NTSB conducting new interviews with Boeing on 737 MAX 9 door plug probe

By Thomson Reuters Apr 10, 2024 | 3:36 PM

By David Shepardson

WASHINGTON (Reuters) -The National Transportation Safety Board is conducting a new round of interviews with Boeing and Federal Aviation Administration personnel this week in its probe into the January Alaska Airlines 737 MAX 9 in-flight emergency.

NTSB Chair Jennifer Homendy on Wednesday said investigators were back at the 737 plant in Renton, Washington, this week for more interviews.

“We are looking at other instances where a door plug was opened and closed to make sure that those records are available,” Homendy said at a U.S. Senate hearing, saying investigators want to make sure those instances were documented.

Last month, Boeing said it believed required documents detailing the removal of the door plug in the Alaska Airlines plane involved in the emergency were never created.

The door plug panel blew off the Alaska Airlines flight not long after taking off from Portland, Oregon, on Jan. 5.

Homendy said investigators are also looking at what more could be done and at the planemaker’s safety culture. She said the NTSB could conduct a safety culture survey at Boeing.

Following the incident, the FAA grounded the MAX 9 for several weeks, barred Boeing from increasing MAX production, and ordered the company to address systemic quality-control issues within 90 days after an audit found fault with the company’s manufacturing processes.

Homendy said last month investigators did not know who worked on the Alaska Boeing 737 MAX 9.

The NTSB said previously that four key bolts were missing from the door plug that blew out.

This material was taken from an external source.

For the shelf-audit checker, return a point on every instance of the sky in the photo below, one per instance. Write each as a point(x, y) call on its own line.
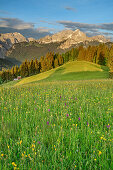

The Justice Department has opened a criminal investigation into the emergency.

Homendy in March criticized what she called Boeing’s lack of cooperation and failure to disclose some documents, including on the door plug opening and closing, as well as the names of 25 workers on the door crew in Renton. After Homendy’s comments, Boeing provided the 25 names, and the planemaker said it was cooperating.

The NTSB plans to hold a public investigative hearing into the Alaska Airlines incident on Aug. 6-7.

Homendy said the hearing would include testimony from employees at Boeing and fuselage manufacturer Spirit AeroSystems and others like Alaska Airlines.